Virtual Labs

Feature Representation

Note the structure of the lab: The first pane allows you to select a dataset from a list of available ones. Each dataset has a set of features that have been extracted for your use. You are required to select or create two features for each dataset such that resultant feature space representation is effective. You can visualize the data in the feature space, once you define the features. You can also check the accuracy of the resulting nearest neighbor classifier on a set of test samples.

Stage 1:

Load the 0-1 dataset and select the first two features.
Display the samples in a 2-d feature space.
Click the classify button to check the accuracy of the NN classifier for the chosen representation.
Note the target accuracy for the experiment. Modify the features to achieve the target accuracy. Note: You can get a complete view of the data samples and the corresponding features below the experiment pane. Plot different features to get an idea of the nature of different features.

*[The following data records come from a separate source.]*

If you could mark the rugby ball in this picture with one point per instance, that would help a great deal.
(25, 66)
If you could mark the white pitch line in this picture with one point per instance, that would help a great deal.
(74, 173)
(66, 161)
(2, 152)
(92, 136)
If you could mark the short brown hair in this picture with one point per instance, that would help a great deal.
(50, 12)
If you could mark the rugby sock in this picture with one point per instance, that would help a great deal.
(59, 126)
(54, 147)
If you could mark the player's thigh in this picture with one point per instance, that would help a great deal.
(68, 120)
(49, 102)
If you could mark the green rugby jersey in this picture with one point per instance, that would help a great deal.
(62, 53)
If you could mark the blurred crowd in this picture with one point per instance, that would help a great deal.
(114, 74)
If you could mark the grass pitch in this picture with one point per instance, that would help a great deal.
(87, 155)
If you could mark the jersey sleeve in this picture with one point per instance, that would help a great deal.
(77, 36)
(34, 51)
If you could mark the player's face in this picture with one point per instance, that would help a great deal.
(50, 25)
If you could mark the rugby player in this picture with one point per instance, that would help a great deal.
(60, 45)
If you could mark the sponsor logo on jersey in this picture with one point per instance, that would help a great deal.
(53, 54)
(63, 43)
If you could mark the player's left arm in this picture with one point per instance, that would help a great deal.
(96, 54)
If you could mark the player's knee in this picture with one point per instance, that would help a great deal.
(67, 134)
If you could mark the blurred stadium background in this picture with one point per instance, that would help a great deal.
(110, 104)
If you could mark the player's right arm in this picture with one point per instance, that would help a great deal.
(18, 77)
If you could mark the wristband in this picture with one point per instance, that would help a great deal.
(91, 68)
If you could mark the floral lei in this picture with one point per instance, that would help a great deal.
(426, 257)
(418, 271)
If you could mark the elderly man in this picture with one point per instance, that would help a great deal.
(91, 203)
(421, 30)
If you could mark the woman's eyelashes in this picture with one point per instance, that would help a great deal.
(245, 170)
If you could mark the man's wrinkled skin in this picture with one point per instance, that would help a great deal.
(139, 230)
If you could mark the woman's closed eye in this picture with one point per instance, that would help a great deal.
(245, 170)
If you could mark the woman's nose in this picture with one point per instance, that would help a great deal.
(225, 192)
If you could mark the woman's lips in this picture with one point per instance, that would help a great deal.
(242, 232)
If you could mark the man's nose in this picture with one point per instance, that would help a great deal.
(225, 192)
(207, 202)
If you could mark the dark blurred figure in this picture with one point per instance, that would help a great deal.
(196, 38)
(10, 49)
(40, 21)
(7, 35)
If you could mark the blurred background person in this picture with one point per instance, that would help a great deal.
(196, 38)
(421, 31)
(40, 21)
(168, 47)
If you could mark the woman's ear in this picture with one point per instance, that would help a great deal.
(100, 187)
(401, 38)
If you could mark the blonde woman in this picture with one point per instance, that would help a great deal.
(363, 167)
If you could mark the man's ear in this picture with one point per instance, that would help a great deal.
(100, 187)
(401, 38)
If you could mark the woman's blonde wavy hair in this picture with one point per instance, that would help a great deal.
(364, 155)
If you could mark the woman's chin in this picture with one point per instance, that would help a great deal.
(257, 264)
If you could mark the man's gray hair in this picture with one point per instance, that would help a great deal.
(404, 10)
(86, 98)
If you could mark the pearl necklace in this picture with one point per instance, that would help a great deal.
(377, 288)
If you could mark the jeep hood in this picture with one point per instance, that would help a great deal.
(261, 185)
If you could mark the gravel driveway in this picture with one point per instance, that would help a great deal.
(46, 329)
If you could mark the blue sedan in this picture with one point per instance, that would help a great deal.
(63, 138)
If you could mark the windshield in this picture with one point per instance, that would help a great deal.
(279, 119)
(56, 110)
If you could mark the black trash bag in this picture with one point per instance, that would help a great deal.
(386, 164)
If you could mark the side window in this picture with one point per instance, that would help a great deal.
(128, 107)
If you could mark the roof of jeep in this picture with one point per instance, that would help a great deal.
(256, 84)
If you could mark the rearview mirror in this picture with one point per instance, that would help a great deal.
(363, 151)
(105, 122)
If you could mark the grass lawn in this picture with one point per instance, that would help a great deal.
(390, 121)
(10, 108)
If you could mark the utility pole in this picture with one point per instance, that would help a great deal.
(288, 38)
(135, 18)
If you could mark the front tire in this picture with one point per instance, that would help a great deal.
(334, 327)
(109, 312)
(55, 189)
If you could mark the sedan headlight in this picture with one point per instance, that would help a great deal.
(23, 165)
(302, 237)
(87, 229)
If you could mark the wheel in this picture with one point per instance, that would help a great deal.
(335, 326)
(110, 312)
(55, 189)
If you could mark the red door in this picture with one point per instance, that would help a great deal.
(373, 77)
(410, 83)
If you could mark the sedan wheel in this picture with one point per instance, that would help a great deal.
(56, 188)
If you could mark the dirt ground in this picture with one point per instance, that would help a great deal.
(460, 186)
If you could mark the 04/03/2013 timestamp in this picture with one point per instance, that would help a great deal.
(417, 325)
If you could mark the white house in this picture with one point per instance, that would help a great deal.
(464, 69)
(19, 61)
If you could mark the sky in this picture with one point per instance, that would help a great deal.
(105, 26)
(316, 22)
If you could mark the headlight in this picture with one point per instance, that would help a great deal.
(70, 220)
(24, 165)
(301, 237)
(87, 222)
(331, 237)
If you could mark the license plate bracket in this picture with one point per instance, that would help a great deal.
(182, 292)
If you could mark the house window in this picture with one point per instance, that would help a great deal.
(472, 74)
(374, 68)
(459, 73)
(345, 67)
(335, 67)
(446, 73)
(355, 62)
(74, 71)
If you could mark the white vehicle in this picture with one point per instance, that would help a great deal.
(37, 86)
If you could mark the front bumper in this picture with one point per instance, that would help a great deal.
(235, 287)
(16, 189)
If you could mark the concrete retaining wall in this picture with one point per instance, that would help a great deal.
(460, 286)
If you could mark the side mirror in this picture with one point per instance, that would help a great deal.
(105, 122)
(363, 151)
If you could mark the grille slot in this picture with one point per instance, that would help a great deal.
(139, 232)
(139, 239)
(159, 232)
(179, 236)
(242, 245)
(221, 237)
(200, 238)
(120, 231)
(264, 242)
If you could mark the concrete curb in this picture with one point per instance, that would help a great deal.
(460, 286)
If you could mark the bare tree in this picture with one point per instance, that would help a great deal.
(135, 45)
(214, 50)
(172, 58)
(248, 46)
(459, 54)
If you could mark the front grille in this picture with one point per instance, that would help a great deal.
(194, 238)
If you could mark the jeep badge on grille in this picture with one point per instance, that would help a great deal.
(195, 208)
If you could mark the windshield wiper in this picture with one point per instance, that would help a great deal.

Derive new features based on this by combining multiple features using addition or multiplication.

Stage 2:

Repeat the above procedure for the different datasets given in the experiment. In each case, note the target accuracy and try to achieve it. Note that in some cases, you may not be able to cross the target accuracy using the provided features only (see next stage).

Stage 3:

Read the instructions on how to extract your own features for the datasets. Extract the features using your favorite programming environment, and dump the features into an xml file in the specified format.
Use these new features that you created to achieve the target accuracy in cases where you were not able to do with the features provided.